Diana o la cazadora solitaria by Carlos Fuentes

Diana o la cazadora solitaria by Carlos Fuentes

autor:Carlos Fuentes [Fuentes, Carlos]
La lengua: spa
Format: epub
Tags: Novela, Drama
editor: ePubLibre
publicado: 1993-12-31T16:00:00+00:00


XVII

Bien asentada mi prerrogativa de permanecer en casa y escribir todo el día, caí una mañana, de sorpresa, en la locación de la película. Diana no se enfadó por no haberle avisado, me recibió con grandes muestras de alegría, me mostró y presentó con todo el mundo y me invitó a tomar un café en su trailer. Era el mismo que usamos en los Estudios Churubusco en México. Ahora, dijo ella con ojos pícaros, no tenemos que usarlo como entonces. ¿Por qué no…?, le contesté.

Cuando salimos del trailer, la maquinista y la peinadora la esperaban impacientes. El director estaba inquieto. El día nublado iba a aclararse. Él miraba al cielo a través de un aparatito muy fino y misterioso guiñando un ojo, arrugando toda la cara, como si esperara instrucciones de lo alto para seguir rodando y ahorrarle dinero a una compañía que sin duda operaba a la vera de Dios con su bendición y mandato.

El paisaje de las montañas de Santiago se desmorona y reconstruye según los caprichos dé la luz. Caminé por la llanura hacia las montañas que acumulaban toda la sombra del día, meciéndose como árboles bajo el engaño del firmamento, unos chicos jugaban futbol en una cancha improvisada; el espectáculo era cómico, porque las cabras no respetaban la zona demarcada para el juego y lo invadían a cada rato; entonces los muchachos dejaban de ser Pelés campiranos y revertían a su condición de cuidadores de rebaños. Un tropel de borregos pachones, la lana enroscada como una sucia peluca de magistrado inglés, bajó precipitadamente hasta la cancha y el muchacho que los cuidaba fue recibido a silbidos e insultos por los jugadores. Uno de ellos se le fue encima, le arrebató la vara de pastor y comenzó a pegarle con ella. Corrí a detenerlo, los separé, traté de abusivo al agresor, que era más alto que el agredido, y de montoneros a los equipos que se disponían, también, a vengarse de los borregos que desdibujaban los límites, trazados con gis, del campo deportivo.

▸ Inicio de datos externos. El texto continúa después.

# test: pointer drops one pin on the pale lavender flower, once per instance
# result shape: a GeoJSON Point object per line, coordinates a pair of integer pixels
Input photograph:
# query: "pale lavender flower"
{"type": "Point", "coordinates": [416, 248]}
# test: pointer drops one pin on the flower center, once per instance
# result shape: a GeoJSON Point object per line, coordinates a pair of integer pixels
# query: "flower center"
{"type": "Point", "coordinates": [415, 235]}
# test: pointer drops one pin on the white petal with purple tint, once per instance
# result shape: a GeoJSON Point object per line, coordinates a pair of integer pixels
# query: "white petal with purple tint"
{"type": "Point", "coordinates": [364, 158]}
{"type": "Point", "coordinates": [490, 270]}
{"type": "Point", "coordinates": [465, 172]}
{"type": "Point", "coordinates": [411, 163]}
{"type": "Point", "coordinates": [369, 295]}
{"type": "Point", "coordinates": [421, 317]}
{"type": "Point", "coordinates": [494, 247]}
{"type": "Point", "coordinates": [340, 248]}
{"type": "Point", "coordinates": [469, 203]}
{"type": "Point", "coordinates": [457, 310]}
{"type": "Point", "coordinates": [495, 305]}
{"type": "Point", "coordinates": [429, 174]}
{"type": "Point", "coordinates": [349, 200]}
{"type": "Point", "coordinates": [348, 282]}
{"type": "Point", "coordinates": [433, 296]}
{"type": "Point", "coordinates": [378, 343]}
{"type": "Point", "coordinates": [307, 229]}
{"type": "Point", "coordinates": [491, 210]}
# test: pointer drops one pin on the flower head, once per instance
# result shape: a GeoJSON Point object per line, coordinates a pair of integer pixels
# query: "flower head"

—Ya déjenlo, montoneros. No es su culpa.

—Sí es su culpa —dijo el grandulón—. Es un creído. ¿Qué se anda creyendo? Nomás porque fue Benito Juárez.

Esta alusión me pareció tan insólita que me dio risa primero y curiosidad enseguida. Miré con atención al muchacho agredido. No tendría más de trece años, su aspecto era muy indígena, sus mejillas eran como dos jarritos de barro cuarteado, los ojos tenían una tristeza heredada, pasada de siglo en siglo. Vestía camisa, overoles, sombrero de petate, huaraches y hasta cuidaba un rebaño. Era de verdad una repetición de Benito Juárez, que hasta los doce años no habló el español, fue pastor analfabeto y luego, ustedes ya lo saben, presidente, vencedor de Maximiliano y los franceses, Benemérito de las Américas y especialista en frases célebres. Su imagen impasiva está en mil plazas de cien ciudades mexicanas. Juárez nació para ser estatua. Este niño era el original.

Le ofrecí una coca y nos fuimos caminando hacia la locación.

—¿Por qué te atacan?

—Les dio mucha muina que yo fuera Juárez.